Made in the USA, a topic that generated buzz during the fall 2012 market, had a higher profile this market - again in light of higher overseas production costs. And there was product on display - whether cut and sewn in the U.S. from fabric made overseas (Veratex and others) or 100% U.S. made (towels from 1888 Mills and HomeTex as well as bed linens from Ellison). Rug manufacturers Maples and Mohawk also put the spotlight on their U.S. production, as did utility bedding suppliers Hollander Home Fashions and American Textile.
While at least one Indian manufacturer continues to explore the idea of establishing some U.S. production, HTT was told a handful of Chinese producers are considering the option as well. South Carolina is said to be particularly aggressive in encouraging off-shore companies to relocate some of their production.
Several suppliers spoke enthusiastically about the possibilities opening up via ecommerce. Pure play sites aren't as concerned about exclusivity as the big-box stores, many noted. Meanwhile, brick-and-mortar retailers are using their sites to both offer a wider range of goods than they can stock on the floor and test new looks they might otherwise shy away from carrying.
Design in the past several markets has emphasized contemporary. At market, that focus swung decidedly in the direction of what some suppliers called transitional and many others characterized as updated traditional - especially in bedding and window. Often this took the form of overscaling traditional motifs - paisley, damask, document prints - rendered with fresh color.
Redefining traditional also means dispensing with tassels and other fussy ornamentation, instead relying on surface texture to convey richness. Several designers described the distinction by using the word "grandma," pejoratively.

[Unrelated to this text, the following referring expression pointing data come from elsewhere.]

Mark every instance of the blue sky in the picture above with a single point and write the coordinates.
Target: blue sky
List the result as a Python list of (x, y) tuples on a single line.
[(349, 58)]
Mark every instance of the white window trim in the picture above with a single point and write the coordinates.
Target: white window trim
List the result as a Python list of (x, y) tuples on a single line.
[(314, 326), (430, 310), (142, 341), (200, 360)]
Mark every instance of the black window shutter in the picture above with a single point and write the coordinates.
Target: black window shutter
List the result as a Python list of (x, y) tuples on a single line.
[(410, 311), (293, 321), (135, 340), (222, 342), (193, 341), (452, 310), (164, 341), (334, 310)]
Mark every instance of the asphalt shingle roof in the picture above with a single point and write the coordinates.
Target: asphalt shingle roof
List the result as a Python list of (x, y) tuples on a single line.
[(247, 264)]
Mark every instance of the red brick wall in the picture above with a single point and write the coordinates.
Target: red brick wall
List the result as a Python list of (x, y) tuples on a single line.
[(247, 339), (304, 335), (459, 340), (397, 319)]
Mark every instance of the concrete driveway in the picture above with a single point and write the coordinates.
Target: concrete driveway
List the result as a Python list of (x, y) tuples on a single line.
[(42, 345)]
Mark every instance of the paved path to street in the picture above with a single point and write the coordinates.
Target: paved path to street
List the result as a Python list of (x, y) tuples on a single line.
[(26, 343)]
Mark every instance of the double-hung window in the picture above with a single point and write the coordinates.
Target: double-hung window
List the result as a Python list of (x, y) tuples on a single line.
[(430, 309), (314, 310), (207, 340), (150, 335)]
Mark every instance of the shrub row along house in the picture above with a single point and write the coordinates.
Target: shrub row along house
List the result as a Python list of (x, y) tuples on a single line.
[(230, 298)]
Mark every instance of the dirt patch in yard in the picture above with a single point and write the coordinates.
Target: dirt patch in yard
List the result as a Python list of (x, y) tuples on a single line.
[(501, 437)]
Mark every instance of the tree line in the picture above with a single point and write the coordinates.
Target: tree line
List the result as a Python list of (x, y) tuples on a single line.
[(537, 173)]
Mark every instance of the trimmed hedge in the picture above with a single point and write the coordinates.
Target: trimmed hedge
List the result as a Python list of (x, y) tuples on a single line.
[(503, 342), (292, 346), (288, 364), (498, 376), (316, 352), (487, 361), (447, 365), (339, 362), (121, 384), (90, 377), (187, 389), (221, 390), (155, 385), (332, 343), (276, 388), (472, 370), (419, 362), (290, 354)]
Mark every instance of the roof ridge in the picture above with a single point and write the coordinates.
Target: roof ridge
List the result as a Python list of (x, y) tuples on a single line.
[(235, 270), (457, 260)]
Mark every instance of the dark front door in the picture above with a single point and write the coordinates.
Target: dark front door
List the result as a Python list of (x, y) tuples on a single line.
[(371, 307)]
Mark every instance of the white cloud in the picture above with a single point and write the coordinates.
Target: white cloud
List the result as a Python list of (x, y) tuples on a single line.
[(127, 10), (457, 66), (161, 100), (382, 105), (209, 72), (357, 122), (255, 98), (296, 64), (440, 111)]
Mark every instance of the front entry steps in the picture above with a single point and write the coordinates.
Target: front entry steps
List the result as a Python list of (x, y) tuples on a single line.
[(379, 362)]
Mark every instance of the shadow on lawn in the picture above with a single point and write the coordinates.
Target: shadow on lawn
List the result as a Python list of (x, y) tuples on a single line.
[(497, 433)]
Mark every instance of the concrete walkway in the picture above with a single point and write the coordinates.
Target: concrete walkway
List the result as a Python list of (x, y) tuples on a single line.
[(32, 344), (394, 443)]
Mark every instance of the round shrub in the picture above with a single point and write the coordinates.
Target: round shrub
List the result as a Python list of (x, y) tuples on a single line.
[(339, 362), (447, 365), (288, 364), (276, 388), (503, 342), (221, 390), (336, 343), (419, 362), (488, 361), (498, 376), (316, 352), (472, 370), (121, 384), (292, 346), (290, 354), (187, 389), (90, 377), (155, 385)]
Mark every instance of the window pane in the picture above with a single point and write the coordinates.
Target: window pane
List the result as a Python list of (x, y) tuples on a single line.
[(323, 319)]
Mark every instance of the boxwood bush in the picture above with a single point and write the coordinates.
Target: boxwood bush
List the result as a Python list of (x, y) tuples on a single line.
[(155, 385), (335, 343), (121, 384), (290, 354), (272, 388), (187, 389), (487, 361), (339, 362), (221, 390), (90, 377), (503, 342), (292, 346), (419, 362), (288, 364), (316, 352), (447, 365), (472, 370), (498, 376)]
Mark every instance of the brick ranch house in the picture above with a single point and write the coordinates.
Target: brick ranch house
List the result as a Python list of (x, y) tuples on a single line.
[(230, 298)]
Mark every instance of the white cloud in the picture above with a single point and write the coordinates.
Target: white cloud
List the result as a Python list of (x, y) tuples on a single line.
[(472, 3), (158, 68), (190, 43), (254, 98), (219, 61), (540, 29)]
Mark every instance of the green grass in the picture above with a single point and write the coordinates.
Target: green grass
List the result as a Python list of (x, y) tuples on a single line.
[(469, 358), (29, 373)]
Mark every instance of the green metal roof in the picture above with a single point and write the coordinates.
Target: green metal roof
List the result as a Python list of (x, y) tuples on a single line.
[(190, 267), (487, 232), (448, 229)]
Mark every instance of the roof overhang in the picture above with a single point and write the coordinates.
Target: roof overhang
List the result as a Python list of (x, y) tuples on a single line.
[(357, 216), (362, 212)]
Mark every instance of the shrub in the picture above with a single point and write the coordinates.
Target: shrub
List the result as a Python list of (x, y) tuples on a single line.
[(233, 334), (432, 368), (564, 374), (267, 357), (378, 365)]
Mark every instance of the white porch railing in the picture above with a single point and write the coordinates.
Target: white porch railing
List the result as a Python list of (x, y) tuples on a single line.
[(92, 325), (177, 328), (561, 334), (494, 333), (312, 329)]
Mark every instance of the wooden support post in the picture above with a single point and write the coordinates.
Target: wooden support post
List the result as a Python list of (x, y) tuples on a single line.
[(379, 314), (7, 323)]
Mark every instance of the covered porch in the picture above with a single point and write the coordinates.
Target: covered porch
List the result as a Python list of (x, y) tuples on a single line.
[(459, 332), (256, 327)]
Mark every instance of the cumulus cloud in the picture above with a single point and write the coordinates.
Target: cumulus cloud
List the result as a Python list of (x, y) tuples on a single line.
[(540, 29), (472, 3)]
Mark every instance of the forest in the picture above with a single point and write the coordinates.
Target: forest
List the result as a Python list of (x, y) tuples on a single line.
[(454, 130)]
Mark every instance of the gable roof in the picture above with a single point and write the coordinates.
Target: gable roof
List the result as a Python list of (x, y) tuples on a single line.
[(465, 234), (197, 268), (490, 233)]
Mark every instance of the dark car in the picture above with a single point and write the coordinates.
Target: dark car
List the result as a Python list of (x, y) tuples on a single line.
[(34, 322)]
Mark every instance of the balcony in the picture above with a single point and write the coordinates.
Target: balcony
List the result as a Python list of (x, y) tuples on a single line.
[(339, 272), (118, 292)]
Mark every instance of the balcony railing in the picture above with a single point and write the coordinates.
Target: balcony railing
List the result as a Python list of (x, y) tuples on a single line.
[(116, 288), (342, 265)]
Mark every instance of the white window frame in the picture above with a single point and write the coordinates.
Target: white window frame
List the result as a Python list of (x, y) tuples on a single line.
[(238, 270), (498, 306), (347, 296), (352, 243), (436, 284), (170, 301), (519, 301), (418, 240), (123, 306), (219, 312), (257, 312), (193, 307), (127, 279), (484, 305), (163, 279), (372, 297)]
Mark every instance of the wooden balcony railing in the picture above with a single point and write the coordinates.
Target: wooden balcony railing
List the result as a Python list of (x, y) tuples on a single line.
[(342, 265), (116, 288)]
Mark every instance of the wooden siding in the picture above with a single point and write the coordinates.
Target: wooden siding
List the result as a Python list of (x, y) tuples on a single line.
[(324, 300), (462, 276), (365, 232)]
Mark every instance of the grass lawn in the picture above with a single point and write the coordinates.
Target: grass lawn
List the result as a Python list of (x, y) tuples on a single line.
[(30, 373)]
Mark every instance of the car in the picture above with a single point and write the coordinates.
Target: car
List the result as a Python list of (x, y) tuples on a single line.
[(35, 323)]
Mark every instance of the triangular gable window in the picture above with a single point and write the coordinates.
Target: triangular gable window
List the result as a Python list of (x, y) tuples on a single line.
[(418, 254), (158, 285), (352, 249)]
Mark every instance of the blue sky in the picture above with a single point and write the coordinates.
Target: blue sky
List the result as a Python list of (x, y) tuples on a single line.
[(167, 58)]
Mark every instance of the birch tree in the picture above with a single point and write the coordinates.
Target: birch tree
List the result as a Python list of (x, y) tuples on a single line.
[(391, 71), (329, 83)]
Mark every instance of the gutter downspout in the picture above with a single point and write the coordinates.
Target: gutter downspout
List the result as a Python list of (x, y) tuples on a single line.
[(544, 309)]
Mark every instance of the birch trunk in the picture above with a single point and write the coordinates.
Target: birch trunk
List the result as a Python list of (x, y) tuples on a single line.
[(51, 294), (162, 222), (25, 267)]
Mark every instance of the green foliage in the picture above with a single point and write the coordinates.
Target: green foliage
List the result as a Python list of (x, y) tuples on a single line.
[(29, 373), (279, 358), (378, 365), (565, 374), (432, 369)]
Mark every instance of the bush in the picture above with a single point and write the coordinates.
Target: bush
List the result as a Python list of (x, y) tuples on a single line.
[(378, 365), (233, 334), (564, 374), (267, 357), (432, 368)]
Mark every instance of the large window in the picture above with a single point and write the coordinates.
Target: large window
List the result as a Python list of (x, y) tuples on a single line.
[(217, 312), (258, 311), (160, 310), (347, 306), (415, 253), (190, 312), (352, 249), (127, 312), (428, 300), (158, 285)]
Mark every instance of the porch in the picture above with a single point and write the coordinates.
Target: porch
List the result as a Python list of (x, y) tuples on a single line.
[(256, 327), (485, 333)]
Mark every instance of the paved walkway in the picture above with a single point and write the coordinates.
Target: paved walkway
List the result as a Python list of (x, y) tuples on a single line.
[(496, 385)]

Engineered prints are making a comeback, especially in top of bed and window. Chalk this one up to digital printing, which is allowing designers to get more colors and crispness into their patterns.
New products also employed a lot of dense embroideries as accents - flowers, medallions, etc. The type of scattered, all-over embroideries that ushered in the Age of Embroidery a few years ago were in scant supply.
Also emerging are watercolor prints, especially florals, and eyelet - the latter frequently seen as an accent but here and there used as an all-over textural statement.
In luxury bedding, hues are getting darker, richer and more saturated. There is also a tandem move away from hotel looks, which are now being regarded as either too Plain Jane, too tapped out or both.
Outdoor living continues to be an important trend in rugs and window - and is picking up smartly in accessories such as table linens and dec pillows. HFI introduced a new outdoor chenille collection. Foreston Trends debuted vinyl placemats for indoor/outdoor use, and Elrene displayed a big seasonal offering with indoor/outdoor applications.
The market's three biggest brand introductions all involved celebrities: Iman at Alok, Taylor Swift at Aussino and Diane Keaton at Pem America.
In other brand news, Peking Handicraft previewed mini-beds for its new license with fashion designer Nanette Lepore, and CHF is working on the introduction of an Ivanka Trump collection for the September market - which is only 25 weeks away.